America's Health Insurance Plan's Robert Zirkelbach disagrees.

"Medical costs drive premium increases. Data show that the growth in health insurance premiums tracks directly with the growth in underlying medical costs," said Zirkelback, the company's spokesman. "In order to make health care coverage more affordable for families and small businesses, the focus needs to be on the soaring cost of medical care, which is rising at an unsustainable rate."

Mike Robbins, senior vice president of finance, echoed his colleague.

"We clearly have seen for the last several years, a bending of the cost curve, a trending down in looking at total revenue of hospital growth," said Robbins. "Last year, that growth was only at 2 percent. I don't think we've seen premiums growing at the level. We've been seeing double-digit rates of growth in insurance premiums of 12, 13 or 14 percent."

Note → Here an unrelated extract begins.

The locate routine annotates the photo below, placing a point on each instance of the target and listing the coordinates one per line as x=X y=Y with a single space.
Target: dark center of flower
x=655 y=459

So the question then becomes, Robbins said, if the hospital portion of those costs only grows at 2 percent, what makes premiums grow at a much higher rate?

"Our concern is that other costs are growing at a much higher rate, maybe at 20 percent, where there is no rate-setting," said Robbins. "We then start using the hospital rate-setting process to solve a much larger problem, which is growth in total health care costs as opposed to hospital costs."